A friend has a beautiful house, decorated to a museum standard, here in our boring suburb of Boston (Zillow). I thought that it would be snapped up by an eager buyer, but it has been on the market for a while.
I’m wondering if coronaplague will push a rich Back Bay condo dweller to say “If we’re going to have lockdowns every few years, I want to live in 6,000+ square feet on 2+ acres.”
Cities like New York pay a price for being both dense and cosmopolitan. As a new study from Heartland Forward reveals, the prime determinants of high rates of infection include such things as density, percentage of foreign residents, age, presence of global supply chains, and reliance on tourism and hospitality. Globally, the vast majority of cases occur in places that are both densely populated and connected to the global economy. Half of all COVID-19 cases in Spain, for example, have occurred in Madrid, while the Lombardy region in Italy, which includes the city of Milan, accounts for roughly half of all cases in the country and over 60% of the deaths.

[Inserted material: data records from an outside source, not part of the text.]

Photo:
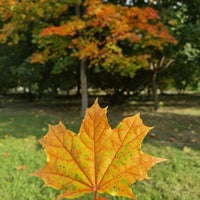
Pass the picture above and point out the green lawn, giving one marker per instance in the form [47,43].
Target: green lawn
[176,136]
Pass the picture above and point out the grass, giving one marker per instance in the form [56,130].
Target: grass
[176,137]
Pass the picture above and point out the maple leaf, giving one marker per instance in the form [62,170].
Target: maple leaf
[98,159]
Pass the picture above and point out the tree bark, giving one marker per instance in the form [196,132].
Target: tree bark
[154,91]
[84,94]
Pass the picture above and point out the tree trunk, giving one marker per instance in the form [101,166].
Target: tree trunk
[84,94]
[154,91]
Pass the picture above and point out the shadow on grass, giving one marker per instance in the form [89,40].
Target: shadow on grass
[176,123]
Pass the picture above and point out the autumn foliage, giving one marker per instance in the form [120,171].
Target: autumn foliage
[95,36]
[98,159]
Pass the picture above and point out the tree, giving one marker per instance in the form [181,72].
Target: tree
[96,33]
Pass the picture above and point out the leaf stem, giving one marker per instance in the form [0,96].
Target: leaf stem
[95,195]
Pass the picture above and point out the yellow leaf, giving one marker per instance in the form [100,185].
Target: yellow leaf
[98,159]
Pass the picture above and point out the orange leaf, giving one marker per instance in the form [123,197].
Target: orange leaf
[98,158]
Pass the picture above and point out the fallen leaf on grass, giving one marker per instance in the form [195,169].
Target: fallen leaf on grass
[98,159]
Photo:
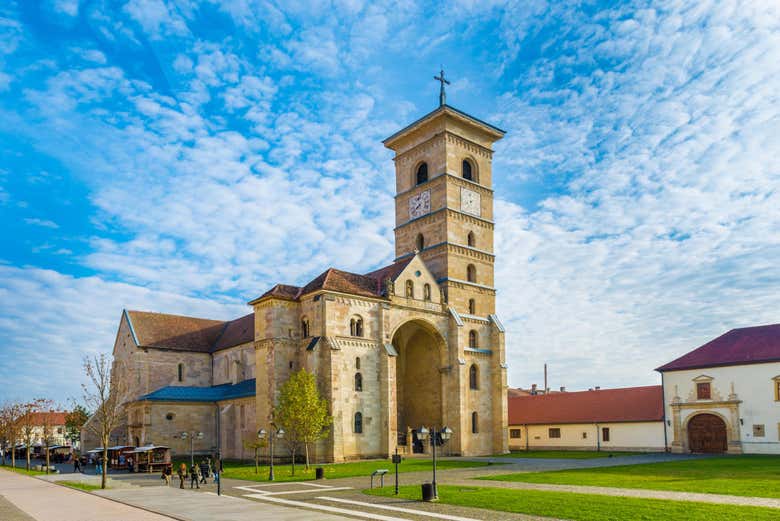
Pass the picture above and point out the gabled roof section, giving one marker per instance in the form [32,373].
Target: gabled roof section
[175,331]
[629,404]
[181,333]
[215,393]
[747,345]
[496,132]
[237,332]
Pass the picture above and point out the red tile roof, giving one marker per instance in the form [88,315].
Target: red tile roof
[368,285]
[54,418]
[747,345]
[237,332]
[629,404]
[182,333]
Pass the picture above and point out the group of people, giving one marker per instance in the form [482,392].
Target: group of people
[198,473]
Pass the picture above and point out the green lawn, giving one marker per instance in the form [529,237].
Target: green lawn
[585,507]
[565,454]
[79,485]
[751,475]
[338,470]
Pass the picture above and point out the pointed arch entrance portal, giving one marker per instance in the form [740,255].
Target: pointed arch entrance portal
[418,380]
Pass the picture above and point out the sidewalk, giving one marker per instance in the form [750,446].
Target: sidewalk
[43,501]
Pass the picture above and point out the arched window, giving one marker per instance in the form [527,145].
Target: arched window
[422,173]
[305,328]
[420,242]
[467,174]
[356,326]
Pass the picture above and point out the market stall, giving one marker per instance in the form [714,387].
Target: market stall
[151,458]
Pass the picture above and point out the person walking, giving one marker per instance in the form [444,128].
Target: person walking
[204,472]
[182,474]
[195,476]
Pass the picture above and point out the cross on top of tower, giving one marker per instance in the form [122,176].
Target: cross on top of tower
[442,95]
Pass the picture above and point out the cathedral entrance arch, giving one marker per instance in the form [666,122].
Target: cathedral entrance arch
[418,380]
[707,433]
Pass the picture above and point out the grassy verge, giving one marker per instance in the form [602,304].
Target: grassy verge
[565,454]
[81,486]
[338,470]
[750,475]
[584,507]
[23,470]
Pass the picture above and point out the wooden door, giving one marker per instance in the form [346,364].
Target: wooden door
[707,433]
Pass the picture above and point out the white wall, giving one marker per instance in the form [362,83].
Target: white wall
[635,436]
[754,386]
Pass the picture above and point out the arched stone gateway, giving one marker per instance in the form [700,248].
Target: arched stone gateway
[707,433]
[419,398]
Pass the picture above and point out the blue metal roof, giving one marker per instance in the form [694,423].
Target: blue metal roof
[216,393]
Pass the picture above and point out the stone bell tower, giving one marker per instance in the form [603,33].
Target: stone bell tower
[444,203]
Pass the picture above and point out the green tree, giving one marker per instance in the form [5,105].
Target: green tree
[302,412]
[74,421]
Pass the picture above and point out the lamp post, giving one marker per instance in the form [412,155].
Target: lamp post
[276,432]
[445,434]
[192,436]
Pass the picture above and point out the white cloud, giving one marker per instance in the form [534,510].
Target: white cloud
[50,321]
[669,214]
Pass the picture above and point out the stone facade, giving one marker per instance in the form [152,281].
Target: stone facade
[414,343]
[422,332]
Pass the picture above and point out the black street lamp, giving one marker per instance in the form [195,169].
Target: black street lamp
[276,432]
[192,436]
[444,433]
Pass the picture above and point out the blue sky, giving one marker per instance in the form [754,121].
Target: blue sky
[184,156]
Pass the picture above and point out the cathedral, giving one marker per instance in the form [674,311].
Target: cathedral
[415,343]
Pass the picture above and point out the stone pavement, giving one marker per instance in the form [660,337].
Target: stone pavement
[43,501]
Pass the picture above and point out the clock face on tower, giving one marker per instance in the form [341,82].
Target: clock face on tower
[470,202]
[420,204]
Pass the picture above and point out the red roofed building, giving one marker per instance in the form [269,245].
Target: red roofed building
[724,396]
[627,419]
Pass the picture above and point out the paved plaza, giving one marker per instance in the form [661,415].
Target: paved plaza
[145,497]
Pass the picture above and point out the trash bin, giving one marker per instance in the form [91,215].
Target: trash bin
[427,489]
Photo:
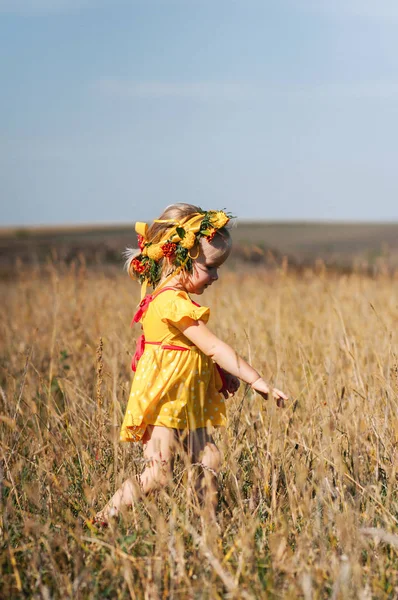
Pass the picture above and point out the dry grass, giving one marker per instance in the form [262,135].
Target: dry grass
[308,495]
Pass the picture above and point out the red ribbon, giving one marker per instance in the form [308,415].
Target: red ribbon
[139,351]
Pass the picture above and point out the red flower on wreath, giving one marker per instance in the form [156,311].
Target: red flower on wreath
[169,248]
[138,266]
[141,242]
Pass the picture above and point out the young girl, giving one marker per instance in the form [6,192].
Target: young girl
[183,371]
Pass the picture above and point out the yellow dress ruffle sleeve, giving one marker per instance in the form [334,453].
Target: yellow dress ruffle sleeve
[175,384]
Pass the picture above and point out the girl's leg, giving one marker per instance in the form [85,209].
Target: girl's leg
[207,458]
[159,447]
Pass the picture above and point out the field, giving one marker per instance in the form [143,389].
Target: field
[365,246]
[308,499]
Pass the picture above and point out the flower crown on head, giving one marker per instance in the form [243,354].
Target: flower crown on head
[176,244]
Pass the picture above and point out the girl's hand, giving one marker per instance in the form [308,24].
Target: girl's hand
[231,384]
[264,390]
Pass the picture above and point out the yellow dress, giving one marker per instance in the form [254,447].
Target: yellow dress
[177,388]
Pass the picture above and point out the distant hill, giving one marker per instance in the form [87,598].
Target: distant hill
[337,244]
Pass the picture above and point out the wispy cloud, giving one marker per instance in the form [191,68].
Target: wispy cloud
[201,90]
[373,9]
[41,7]
[239,91]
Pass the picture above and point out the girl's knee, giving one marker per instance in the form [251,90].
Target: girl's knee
[156,476]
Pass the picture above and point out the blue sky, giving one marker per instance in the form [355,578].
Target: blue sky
[282,110]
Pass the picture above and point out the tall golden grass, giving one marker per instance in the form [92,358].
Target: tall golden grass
[308,501]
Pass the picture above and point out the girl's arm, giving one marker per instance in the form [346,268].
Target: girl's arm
[225,356]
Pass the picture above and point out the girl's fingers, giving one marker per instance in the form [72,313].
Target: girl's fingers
[278,394]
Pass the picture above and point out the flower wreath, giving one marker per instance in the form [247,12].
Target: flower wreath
[175,245]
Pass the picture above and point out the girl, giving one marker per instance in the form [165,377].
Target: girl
[183,371]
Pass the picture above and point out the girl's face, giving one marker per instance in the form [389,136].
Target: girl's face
[205,267]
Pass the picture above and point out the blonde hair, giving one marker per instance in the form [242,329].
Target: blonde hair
[179,212]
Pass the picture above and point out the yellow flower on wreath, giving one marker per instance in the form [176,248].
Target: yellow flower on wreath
[218,219]
[189,240]
[154,251]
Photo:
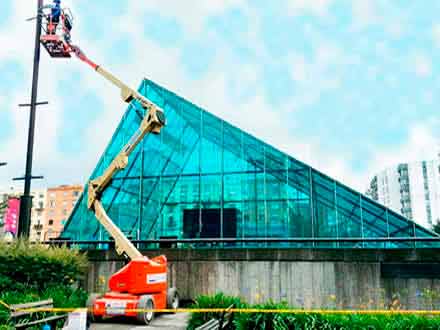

In the long run, the extraordinary concentration of COVID-19 cases in New York threatens an economy and a social fabric that were already unraveling before the outbreak began. The city’s job growth rate has slowed and was slated to decline further, noted the New York City Independent Budget Office. Critically, New York’s performance in such high wage fields as business services, finance, and tech was weakening compared to other American metros. Half of all the city’s condos built since 2015 lie unsold as oligarchs, drug lords, celebrities, and others lose interest in luxury real estate now that cash, much of it from China, is drying up.
What happens when folks who say that the deplore inequality all get together in one big city?
Today the top 1% in New York are taking in over 40% of the city’s income—about double the top 1-percenter income share nationally in the United States—while much of the city’s population find themselves left behind. Even the epicenter of gentrification, Brooklyn, actually got poorer in the first decade of the new millennium.
This reflected in large part a precipitous fall in middle income jobs—those that pay between 80% and 200% of the median income. Over the past 20 years, such jobs barely grew in New York, while such employment soared 10 times as quickly in Texas cities and throughout much of the South and Intermountain West. Of the estimated 175,000 net new private sector jobs created in the city since 2017, fewer than 20% are paying middle-class salaries. Amid enormous wealth, some 40% of working families now basically live at or near the poverty line.
(Let’s hope AOC will reverse this trend!)
Readers: Is it possible that virtual socialization tools and habits honed during the coronaplague will make the suburbs cool (again?)? My pet idea would be a video wall in every home that would let a family’s best friends visit virtually (similar to my pet idea for a video wall that can show a life-sized co-worker). At a minimum, will coronaplague help the suburban real estate market? (At least here in the Boston area, downtown real estate has performed much better in recent years.)